PROSES LEGISLASI UU NOMOR 39 TAHUN 1999
TENTANG HAK AZASI MANUSIA (HAM)

Deni K.Yusup

Pendahuluan
Hak Azasi Manusia (HAM) merupakan suatu hal yang fundamental, sensitif dan kontroversial. Selama beberapa dekade, isu-isu hak azasi manusia telah menjadi perdebatan menarik di kalangan pemikir modern baik di bidang politik maupun hukum. Hal ini berdasar kepada kecenderungan munculnya isu-isu hak azasi manusia bukan hanya dipengaruhi oleh anasir-anasir politik dan hukum melainkan juga agama dan budaya. Terbentuknya konsensus internasional tentang Universal Declaration of Human Rights pada 10 Desember 1948 hanya dimotori oleh sekelompok negara pemenang perang setelah berakhirnya Perang Dunia II yaitu AS, Perancis dan Inggris. Hal ini memperkuat pandangan bahwa isu-isu hak azasi manusia tidak saja terkait dengan persoalan krusial menyangkut aspek-aspek dan standar universalitas hak-hak azasi manusia, tetapi juga terkait dengan latar belakang pembentukannya untuk menciptakan perdamaian dunia.
Di kalangan negara-negara muslim termasuk Indonesia, persoalan hak-hak azasi manusia bukanlah suatu hal baru. Syari’at Islam yang bersifat universal banyak menjelaskan prinsip-prinsip dasar tentang persamaan hak-hak azasi manusia dan kebebasan. Bahkan ketika Nabi Muhammad Saw mendeklarasikan Piagam Madinah, hak-hak azasi manusia ditempatkan dalam posisi tertinggi konstitusi Islam pertama tersebut. Ironisnya negara-negara Barat seringkali mencap negara-negara Muslim sebagai sebagai negara-negara yang dianggap banyak melanggar HAM. Tulisan ini akan menjelaskan bagaimana proses kodifikasi UU No. 39 Tahun 1999.
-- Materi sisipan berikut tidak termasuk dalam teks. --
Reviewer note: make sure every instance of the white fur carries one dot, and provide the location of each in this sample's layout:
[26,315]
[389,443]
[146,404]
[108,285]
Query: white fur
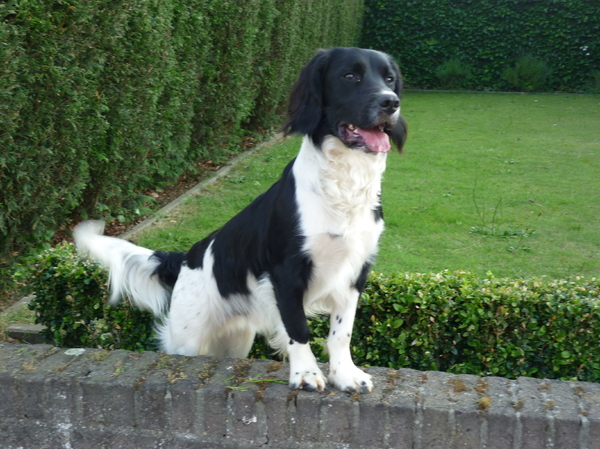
[337,191]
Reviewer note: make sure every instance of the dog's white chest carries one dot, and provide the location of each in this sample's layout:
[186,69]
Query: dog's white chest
[338,192]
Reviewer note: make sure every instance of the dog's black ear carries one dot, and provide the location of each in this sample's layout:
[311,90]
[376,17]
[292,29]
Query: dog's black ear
[399,133]
[306,99]
[398,76]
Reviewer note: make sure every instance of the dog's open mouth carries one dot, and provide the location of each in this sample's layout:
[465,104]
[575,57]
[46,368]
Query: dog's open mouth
[373,140]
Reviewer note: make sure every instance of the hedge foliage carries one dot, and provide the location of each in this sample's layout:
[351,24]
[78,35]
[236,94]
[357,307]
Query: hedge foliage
[70,301]
[453,322]
[101,100]
[489,36]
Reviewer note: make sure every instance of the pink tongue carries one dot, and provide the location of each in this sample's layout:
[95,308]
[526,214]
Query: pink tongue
[376,140]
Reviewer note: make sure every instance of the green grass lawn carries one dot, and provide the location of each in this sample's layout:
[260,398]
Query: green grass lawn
[502,183]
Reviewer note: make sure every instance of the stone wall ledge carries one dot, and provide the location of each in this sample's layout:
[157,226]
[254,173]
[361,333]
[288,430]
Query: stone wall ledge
[91,398]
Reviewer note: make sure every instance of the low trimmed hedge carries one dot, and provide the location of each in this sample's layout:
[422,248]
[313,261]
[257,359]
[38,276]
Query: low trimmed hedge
[70,301]
[455,322]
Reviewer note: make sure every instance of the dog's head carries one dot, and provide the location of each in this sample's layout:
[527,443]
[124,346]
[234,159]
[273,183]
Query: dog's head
[352,94]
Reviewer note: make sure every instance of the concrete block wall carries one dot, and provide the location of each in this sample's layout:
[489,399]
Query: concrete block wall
[87,398]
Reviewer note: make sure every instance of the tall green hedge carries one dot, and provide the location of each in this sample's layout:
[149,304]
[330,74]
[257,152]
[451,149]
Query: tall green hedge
[101,100]
[489,36]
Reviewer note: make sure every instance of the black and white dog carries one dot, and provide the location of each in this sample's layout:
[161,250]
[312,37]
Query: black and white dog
[305,246]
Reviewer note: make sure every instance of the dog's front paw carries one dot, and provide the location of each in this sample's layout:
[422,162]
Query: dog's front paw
[351,379]
[309,380]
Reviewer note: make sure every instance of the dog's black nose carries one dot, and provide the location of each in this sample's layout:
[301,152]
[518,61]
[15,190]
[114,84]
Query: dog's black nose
[389,102]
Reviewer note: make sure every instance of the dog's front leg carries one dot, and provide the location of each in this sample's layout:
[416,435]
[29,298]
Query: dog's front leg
[342,371]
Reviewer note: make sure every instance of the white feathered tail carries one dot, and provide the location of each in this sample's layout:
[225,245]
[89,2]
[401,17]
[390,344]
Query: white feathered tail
[131,268]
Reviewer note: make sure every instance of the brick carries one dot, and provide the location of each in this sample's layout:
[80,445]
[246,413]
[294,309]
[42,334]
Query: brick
[101,401]
[52,397]
[277,416]
[498,411]
[213,402]
[186,413]
[588,397]
[63,397]
[561,403]
[305,414]
[338,412]
[438,425]
[403,394]
[533,413]
[371,426]
[463,392]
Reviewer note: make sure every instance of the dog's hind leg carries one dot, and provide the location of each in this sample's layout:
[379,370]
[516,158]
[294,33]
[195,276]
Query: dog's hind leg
[304,371]
[234,341]
[342,371]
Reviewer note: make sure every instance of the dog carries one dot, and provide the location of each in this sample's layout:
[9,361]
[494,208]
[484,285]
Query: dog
[303,247]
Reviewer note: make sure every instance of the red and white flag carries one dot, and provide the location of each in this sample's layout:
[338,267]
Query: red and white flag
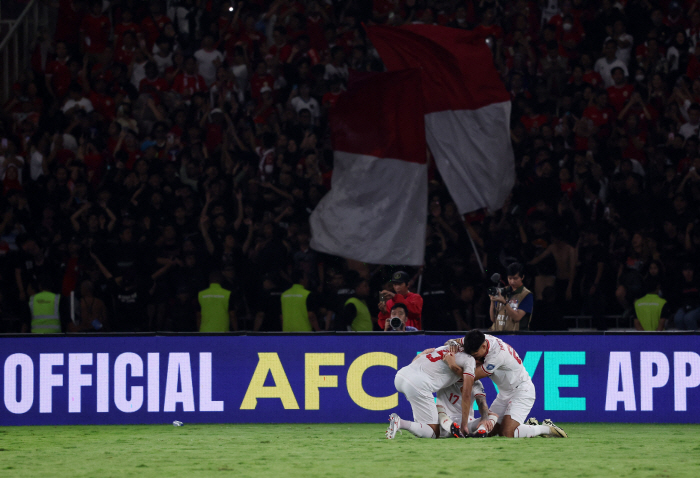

Gagasan Legislasi UU No. 39 Tahun 1999 tentang HAM
Terungkapnya tindak pelanggaran HAM yang banyak terjadi di masa lalu, khususnya pada masa rezim Orde Baru yang runtuh melalui gerakan reformasi mahasiswa pada bulan Mei 1998, telah mendorong seluruh komponen bangsa sadar akan pentingnya melindungi hak-hak dasar setiap individu. Hak-hak dasar itu, yang kemudian dikenal dengan Hak Azasi Manusia (HAM), dipandang perlu dituangkan dalam konstitusi Indonesia.
Presiden B.J. Habibie (penerus Soeharto) berhasil memancangkan pilar-pilar reformasi di bidang hukum, salah satunya adalah mengamandemen UUD 1945 yang di dalamnya dimasukan pasal yang memuat tentang HAM. Implikasinya, tentu saja perlu diikuti dengan peraturan turunan dalam bentuk UU yang khusus mengatur masalah HAM yakni UU Hak Azasi Manusia (HAM).
Dalam perkembangannya, pemerintah bersama-sama dengan DPR berhasil menetapkan UU No. 39 Tahun 1999 tentang HAM. Berdasarkan UU ini, negara mendapatkan amanat untuk melindungi hak-hak seluruh warga negara, yang salah satunya mendirikan institusi Komisi Nasional Hak Azasi manusia (Komnas HAM).
Penegakan HAM yang masih belum maksimal, sekurang-kurangnya secara formal telah mendapat pengakuan dan upaya penegakannya setelah dikeluarkan UU No. 39 Tahun 1999 tentang HAM. UU ini juga menjadi jalan bagi penegakan HAM yang lebih fokus, terencana dan sistematis pada tataran konstitusional, sosial dan budaya serta diaplikasikan secara formal dan informal. Paling tidak, kehadiran UU ini memberi harapan besar bagi Indonesia sebagai negara yang sangat menjujung tinggi HAM.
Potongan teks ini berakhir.